Aparece, em 1982, em Lisboa, o “Livro do Desassossego” de Fernando Pessoa — essa obra de arte inacabada e com ares de fragmentariedade: um eterno recomeço fadado à não completude; se para compreender a gênese geral do mundo ou, ao menos, da criação: isso ninguém sabe e nem poderá saber.
No Brasil, o livro é constantemente revisto e atualizado por um de seus melhores compiladores, Richard Zenith. A edição de 2023 ganhou, ainda, um posfácio inédito da pesquisadora Leyla Perrone-Moisés, já há longos anos enveredada no caminho pessoano (cf. “Aquém do eu, além do outro“, 1990). O livro de Perrone-Moisés é aberto com uma das mais belas frases sobre a obra pessoana: “Todo trabalho sobre Fernando Pessoa é uma indagação sobre a identidade. Este também o é, e desde as origens”. Esse texto, bem como o próprio “Livro do Desassossego”, também o é. O que está em jogo, a todo o momento, além da ausência presentificada, é a questão do eu: quem sou Eu? Ou melhor — o que é esse Eu, de que tanto me falam?
Entrar em contato com o desassossego ao redor é também ficar desassossegado com tudo aquilo que nos cerca; e não há saída. A saída, para Pessoa, é sair de Soares e cair em alguns outros heterônimos e lugares, que talvez não o levem a pensar na gênese do mundo e na gênese do Eu — todo esse trabalho torna-se, desse modo, uma amálgama furiosa, à procura das causas todas.
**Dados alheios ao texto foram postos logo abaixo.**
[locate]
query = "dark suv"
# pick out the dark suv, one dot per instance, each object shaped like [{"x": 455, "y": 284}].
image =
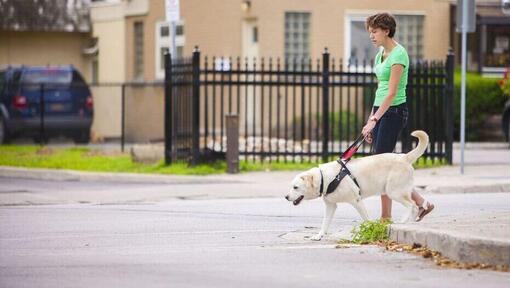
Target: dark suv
[
  {"x": 44, "y": 101},
  {"x": 506, "y": 121}
]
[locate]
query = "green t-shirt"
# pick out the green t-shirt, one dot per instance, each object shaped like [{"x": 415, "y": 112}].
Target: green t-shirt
[{"x": 382, "y": 71}]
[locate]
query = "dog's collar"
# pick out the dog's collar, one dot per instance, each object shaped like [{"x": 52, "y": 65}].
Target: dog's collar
[
  {"x": 336, "y": 181},
  {"x": 322, "y": 183}
]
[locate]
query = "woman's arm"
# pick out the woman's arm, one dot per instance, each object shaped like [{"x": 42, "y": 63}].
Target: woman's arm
[{"x": 395, "y": 74}]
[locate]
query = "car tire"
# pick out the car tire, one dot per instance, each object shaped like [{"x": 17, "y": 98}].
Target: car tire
[
  {"x": 40, "y": 140},
  {"x": 82, "y": 137},
  {"x": 4, "y": 135},
  {"x": 508, "y": 130}
]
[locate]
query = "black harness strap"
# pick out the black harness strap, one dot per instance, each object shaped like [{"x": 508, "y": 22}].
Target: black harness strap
[
  {"x": 322, "y": 183},
  {"x": 343, "y": 172}
]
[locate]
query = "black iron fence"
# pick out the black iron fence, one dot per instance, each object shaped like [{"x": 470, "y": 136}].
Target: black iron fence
[{"x": 297, "y": 110}]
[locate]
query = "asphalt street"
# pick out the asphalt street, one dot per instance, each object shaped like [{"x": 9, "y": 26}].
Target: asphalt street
[{"x": 261, "y": 242}]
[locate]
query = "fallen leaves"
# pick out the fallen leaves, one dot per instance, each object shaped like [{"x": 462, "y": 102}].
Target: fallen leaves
[{"x": 436, "y": 256}]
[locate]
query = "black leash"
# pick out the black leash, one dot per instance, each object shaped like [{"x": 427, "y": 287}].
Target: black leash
[{"x": 344, "y": 171}]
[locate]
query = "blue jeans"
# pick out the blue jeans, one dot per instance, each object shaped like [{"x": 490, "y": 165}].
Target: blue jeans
[{"x": 388, "y": 128}]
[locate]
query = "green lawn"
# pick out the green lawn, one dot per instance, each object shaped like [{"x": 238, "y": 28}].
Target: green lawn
[{"x": 85, "y": 159}]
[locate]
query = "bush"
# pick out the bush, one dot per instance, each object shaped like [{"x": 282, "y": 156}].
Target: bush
[
  {"x": 370, "y": 231},
  {"x": 483, "y": 97}
]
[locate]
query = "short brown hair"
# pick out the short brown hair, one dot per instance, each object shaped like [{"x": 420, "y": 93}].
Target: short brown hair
[{"x": 383, "y": 21}]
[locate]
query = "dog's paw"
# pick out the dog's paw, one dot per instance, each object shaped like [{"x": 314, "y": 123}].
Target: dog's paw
[{"x": 316, "y": 237}]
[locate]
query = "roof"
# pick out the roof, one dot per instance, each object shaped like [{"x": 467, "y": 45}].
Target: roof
[{"x": 46, "y": 15}]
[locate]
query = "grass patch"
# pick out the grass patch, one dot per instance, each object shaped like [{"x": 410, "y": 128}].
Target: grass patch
[
  {"x": 370, "y": 232},
  {"x": 86, "y": 159}
]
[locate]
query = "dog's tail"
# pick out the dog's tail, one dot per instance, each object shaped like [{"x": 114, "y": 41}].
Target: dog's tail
[{"x": 423, "y": 141}]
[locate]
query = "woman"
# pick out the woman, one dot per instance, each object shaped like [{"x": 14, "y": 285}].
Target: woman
[{"x": 389, "y": 112}]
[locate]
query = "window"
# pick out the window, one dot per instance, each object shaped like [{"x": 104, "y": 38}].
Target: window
[
  {"x": 95, "y": 71},
  {"x": 164, "y": 44},
  {"x": 409, "y": 33},
  {"x": 138, "y": 51},
  {"x": 297, "y": 36}
]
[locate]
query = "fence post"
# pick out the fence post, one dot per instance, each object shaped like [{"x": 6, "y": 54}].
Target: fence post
[
  {"x": 232, "y": 121},
  {"x": 449, "y": 104},
  {"x": 42, "y": 133},
  {"x": 196, "y": 107},
  {"x": 168, "y": 108},
  {"x": 325, "y": 105}
]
Na adolescência, o autor já havia demonstrado seu poderio de multiplicidade com o conto “A hora do diabo”. Publicada no Brasil pela editora Bestiário dentro da coletânea “A hora do diabo e outros contos”, em 2015, a obra traz à luz esse nascimento às avessas, escurecido pelo tempo e que, a mim, pelo menos, parece dar uma nova face à sua fase satânica. O conto nasceu sob o título “Satan’s Soliloquy” e foi, de fato, metamorfoseado em conto sob o título de “Devil’s Voice” — esses dois títulos são ecos genéticos da importância que o discurso (antecipada nos termos solilóquio e voz) terá no conto — e passou, após a morte do autor, a integrar a coletânea “Tales of a Madman”. Apesar de sua forma em prosa, ainda são perceptíveis os resquícios do ritmo de poesia no texto, valendo-se também de diferentes figuras de linguagem e uma sintaxe simétrica própria do fazer poético.

O conto narra a história de Maria, uma mulher que, em um sonho vívido, tem um diálogo com o próprio Diabo, o qual não só é uma figura muito afeiçoada pelo poeta português, como é a figura proeminente de uma longa tradição literária satânica. O Diabo, invertendo o tema bíblico em que Jesus é tentado no deserto, tenta — ou seduz — Maria, a mãe, e o conto termina com um nascimento. Outra inversão bíblica mais central: a Santíssima Trindade agora é substituída pelo “pai, o marido, o filho”; a concepção milagrosa de Cristo é agora concepção diabólica.
Depois desse conto, centenas de outros poemas partiram da mão de Pessoa — talvez tão significativos (ou mais, caso se pondere) quanto esse primeiro; nada de especial há, a não ser essa tão forte procura pela gênese de si e da arte, que se aproveita dessas inversões e reversões bíblicas que viriam a ser centrais para sua escritura. Lá, em Maria, já se vê o pensamento mais tarde reiterado em alguns pontos do fragmento 39 do “Livro do Desassossego”:
“Pesa-me, realmente me pesa, como uma condenação a conhecer, esta noção repentina da minha individualidade verdadeira, dessa que andou sempre viajando sonolentamente entre o que sente e o que vê. É tão difícil descrever o que se sente quando se sente que realmente se existe, e que a alma é uma entidade real, que não sei quais são as palavras humanas com que possa defini-lo”.
O visto e o vivido se separam e separam aquele sobre o qual seus poderes se investem. Ser Fernando Pessoa ou ler Fernando Pessoa é ser, naturalmente, um cindido — “sujeito em crise de identidade, poeta em crise de língua, gênio poético acuado num país que atravessava ele mesmo uma crise política e econômica, Pessoa era demais” diz Perrone-Moisés, à página 11 de seu já referido livro. Basta considerar que também somos nós os sujeitos em crise de identidade e os poetas em crise de língua; talvez não tão gênios assim, mas definitivamente uns fragmentos de ideia. Assim, lê-se Pessoa não para achar o caminho (se é que existe), mas para perder-se cada vez mais; e encontrar no não saber o proveito do viver.